Publication year - 2009
Publication title -
international journal of gynecology and obstetrics
Language(s) - English
Resource type - Journals
SCImago Journal Rank - 0.895
H-Index - 97
eISSN - 1879-3479
pISSN - 0020-7292
DOI - 10.1016/j.ijgo.2009.07.012
Subject(s) - medicine , attendance , referral , incentive , prenatal care , obstetrics , family medicine , population , environmental health , economic growth , economics , microeconomics
Background Delays in receiving effective care during labor and at birth may be fatal for the mother and fetus, contributing to 2 million annual intrapartum stillbirths and intrapartum‐related neonatal deaths each year.

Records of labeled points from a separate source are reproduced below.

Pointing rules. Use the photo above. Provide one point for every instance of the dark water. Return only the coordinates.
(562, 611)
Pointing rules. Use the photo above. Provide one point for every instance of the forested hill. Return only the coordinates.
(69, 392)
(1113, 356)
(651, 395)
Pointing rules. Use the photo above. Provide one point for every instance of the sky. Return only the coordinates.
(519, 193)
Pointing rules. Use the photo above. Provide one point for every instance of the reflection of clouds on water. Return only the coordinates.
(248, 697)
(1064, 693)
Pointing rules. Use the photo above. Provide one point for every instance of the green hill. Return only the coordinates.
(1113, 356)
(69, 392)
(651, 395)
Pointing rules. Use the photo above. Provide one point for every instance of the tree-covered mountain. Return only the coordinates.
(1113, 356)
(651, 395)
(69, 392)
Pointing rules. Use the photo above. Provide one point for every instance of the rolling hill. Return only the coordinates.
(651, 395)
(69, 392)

Objective We present a systematic review of strategies to link families and facilities, including community mobilization, financial incentives, emergency referral and transport systems, prenatal risk screening, and maternity waiting homes. Results There is moderate quality evidence that community mobilization with high levels of community engagement can increase institutional births and significantly reduce perinatal and early neonatal mortality. Meta‐analysis showed a doubling of skilled birth attendance and a 36% reduction in early neonatal mortality. However, no data are available on intrapartum‐specific outcomes. Evidence is limited, but promising, that financial incentive schemes and community referral/transport systems may increase rates of skilled birth attendance and emergency obstetric care utilization; however, impact on mortality is unknown. Current evidence for maternity waiting homes and risk screening is low quality. Conclusions Empowering communities is an important strategy to reduce the large burden of intrapartum complications. Innovations are needed to bring the poor closer to obstetric care, such as financial incentives and cell phone technology. New questions need to be asked of “old” strategies such as risk screening and maternity waiting homes. The effect of all of these strategies on maternal and perinatal mortality, particularly intrapartum‐related outcomes, requires further evaluation.